Additionally, our study found that IDH2R140-mutated AML patients had significantly longer OS (HR = 0.61, 95% CI: 0.39–0.96, I2 = 72.1%, P = 0.032) and PFS (HR = 0.31, 95% CI: 0.18–0.52, I2 = 41.3%, P = 0.021) than IDH2R172-mutated patients, albeit with some degree of heterogeneity. Among them, the study of Wu et al. 2021 is the largest study on OS heterogeneity. After removing the study of Wu et al. 2021, the pooled HR heterogeneity was less than 50%, and the OS (HR = 0.85, 95% CI: 0.69–1.04, I2 = 48.1%, P = 0.112) of AML patients with IDH2R140 mutation was still longer than that of IDH2R172 mutation patients, but the difference was not statistically significant. The study by Wu et al. 2021 from China is characterized by a small number of cases (29 patients with IDH2R140 mutation and 5 patients with IDH2R172 mutation), and the median age, cytogenetic classification, proportion of co-mutated genes, and specific treatment are unknown. This was significantly different from the other 7 studies. These differences may be the source of its heterogeneity.

Furthermore, in terms of clinical characteristics, our study also found an IDH2 mutation rate of 11.1%, similar to previous findings [12,13,14]. The cytogenetics of AML patients with IDH2R140 mutation was mainly favorable and intermediate risk, while IDH2R172 mutation was mainly intermediate risk. Moreover, IDH2R140 mutation was more likely to coexist with NPM1 mutation, and IDH2R172 mutation was mutually exclusive with NPM1 and rarely accompanied by other gene mutations. These findings are also consistent with previous studies [14, 30, 31, 33, 35,36,37,38,39]. Disappointingly, in the included studies, no subgroup analysis was performed on the prognostic effects of cytogenetic classification, different treatment regimens, and co-mutation gene status in patients with IDH2R140- and IDH2R172-mutated AML, so we could not summarize them.

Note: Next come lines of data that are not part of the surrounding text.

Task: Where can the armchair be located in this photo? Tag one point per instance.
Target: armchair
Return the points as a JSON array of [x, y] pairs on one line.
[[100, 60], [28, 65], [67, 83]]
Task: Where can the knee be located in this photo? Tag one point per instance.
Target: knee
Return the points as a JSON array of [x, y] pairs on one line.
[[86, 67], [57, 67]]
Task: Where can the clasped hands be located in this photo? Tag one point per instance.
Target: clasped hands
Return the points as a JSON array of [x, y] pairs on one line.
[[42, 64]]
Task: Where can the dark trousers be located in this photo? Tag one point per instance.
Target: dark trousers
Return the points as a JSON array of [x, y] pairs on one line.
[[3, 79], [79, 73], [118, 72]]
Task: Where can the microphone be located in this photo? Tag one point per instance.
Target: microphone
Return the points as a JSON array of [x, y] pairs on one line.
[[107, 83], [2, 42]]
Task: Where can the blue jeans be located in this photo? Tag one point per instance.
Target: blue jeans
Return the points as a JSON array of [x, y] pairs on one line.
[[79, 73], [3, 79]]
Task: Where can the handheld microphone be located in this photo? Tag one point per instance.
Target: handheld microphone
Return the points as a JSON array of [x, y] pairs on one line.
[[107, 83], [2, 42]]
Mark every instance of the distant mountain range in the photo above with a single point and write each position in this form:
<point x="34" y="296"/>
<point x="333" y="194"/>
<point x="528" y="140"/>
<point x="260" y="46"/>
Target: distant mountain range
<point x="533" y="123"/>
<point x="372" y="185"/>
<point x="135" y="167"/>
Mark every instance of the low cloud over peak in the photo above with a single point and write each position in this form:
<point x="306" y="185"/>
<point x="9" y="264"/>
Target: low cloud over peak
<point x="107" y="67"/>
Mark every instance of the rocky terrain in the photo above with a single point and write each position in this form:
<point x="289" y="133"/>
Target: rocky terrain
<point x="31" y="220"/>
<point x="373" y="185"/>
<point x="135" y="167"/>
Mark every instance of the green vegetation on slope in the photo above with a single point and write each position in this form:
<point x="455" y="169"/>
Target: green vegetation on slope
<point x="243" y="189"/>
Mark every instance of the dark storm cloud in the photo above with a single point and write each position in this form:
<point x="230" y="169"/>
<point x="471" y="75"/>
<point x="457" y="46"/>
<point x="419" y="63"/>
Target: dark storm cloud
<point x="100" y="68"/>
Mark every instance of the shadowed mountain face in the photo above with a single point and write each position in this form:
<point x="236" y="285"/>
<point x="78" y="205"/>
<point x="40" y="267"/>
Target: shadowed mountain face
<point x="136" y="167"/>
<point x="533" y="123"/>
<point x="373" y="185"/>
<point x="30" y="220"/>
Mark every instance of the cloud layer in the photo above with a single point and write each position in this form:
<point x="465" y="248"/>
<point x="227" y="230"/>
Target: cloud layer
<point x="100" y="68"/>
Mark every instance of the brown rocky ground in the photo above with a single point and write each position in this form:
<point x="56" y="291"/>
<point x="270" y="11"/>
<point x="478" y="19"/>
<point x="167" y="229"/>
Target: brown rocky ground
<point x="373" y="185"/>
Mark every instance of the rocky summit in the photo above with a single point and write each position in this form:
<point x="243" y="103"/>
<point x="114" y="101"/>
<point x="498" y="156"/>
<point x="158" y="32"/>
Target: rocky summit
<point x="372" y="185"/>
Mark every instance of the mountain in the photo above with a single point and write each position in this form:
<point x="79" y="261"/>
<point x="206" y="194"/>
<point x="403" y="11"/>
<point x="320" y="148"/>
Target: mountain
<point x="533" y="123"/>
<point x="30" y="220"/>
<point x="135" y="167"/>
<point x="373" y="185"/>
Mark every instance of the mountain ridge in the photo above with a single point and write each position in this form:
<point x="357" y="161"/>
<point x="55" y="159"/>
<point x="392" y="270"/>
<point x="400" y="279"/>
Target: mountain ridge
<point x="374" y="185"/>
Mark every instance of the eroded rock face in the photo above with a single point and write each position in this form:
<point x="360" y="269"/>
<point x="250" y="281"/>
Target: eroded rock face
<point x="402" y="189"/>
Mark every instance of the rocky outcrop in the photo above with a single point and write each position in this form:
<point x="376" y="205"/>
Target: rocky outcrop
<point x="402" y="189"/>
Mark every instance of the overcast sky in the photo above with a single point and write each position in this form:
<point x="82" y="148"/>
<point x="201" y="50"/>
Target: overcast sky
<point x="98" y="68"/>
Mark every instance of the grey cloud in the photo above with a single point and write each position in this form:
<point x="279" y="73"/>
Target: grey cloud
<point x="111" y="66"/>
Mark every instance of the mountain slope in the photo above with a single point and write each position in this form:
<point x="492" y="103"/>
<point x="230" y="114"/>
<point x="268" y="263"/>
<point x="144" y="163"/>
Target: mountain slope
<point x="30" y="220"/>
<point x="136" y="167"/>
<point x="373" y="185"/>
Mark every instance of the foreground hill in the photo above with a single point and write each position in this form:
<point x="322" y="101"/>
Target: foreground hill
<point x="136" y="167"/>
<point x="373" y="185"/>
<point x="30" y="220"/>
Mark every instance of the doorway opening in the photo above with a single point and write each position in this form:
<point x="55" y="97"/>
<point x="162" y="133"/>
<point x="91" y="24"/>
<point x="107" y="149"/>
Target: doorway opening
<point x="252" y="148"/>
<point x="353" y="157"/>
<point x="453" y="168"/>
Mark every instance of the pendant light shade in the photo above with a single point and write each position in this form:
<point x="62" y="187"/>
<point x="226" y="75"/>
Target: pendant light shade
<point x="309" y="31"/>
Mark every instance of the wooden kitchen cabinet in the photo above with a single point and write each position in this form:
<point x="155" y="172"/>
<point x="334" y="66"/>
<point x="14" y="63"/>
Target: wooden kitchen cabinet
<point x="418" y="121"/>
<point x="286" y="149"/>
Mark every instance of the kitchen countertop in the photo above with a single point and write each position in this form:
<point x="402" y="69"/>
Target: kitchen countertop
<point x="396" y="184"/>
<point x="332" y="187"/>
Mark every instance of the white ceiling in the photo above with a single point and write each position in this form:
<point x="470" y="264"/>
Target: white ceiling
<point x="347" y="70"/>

In our study, the heterogeneity of the OS meta-analysis was high in AML patients with IDH2R140 and IDH2R172 mutations. Heterogeneity was examined by removing one study at a time, and no studies were found that had a significant effect on prognosis in the meta-analysis. However, by performing subgroup analysis on the variables, we found that heterogeneity could be significantly reduced by performing subgroup analysis on region, age, and data type. Therefore, the heterogeneity of our study can be explained to some extent by geography, age, and data type.

Despite our efforts to refine this meta-analysis, it still has its own limitations. First, although the included studies were searched from mainstream English and Chinese databases, other relevant studies, especially those published in non-English or non-Chinese languages or not publicly available, might be overlooked. Publication bias could not be completely avoided. Second, our analysis was based on observational studies rather than prospective controlled studies or randomized trials, and the selection criteria were difficult to grasp; the homogeneity of the studies was difficult to ensure. Therefore, the evidence strength of evidence-based medicine in this paper is not high. Third, some of the data are calculated from univariate analysis or Kaplan‒Meier survival curves or numerical reports, which is crude, and may differ slightly from the facts. Fourth, the heterogeneity of OS was high in both whole group and some subgroups, which may be related to the different clinical characteristics of each study. Finally, although we extracted as many HRs as possible from multivariate analyses, there were various confounding factors (different cytogenetic classes, differences in treatment regimens, and differences in co-mutated gene status), which may also be the source of heterogeneity.

Conclusion

In conclusion, this meta-analysis reveals that IDH2R140 mutation improves OS in younger AML patients and that the prognostic value of IDH2R172 mutations is significantly heterogeneous. Differences in region and data type have a significant impact on the prognosis of AML patients with IDH2R140 and/or IDH2R172 mutations. In addition, AML patients with IDH2R140 mutation have a better prognosis than those with IDH2R172 mutation, albeit with some degree of heterogeneity. However, due to the limitations of the original study, our conclusions await further validation in a larger sample size, multicenter, randomized controlled design prospective study.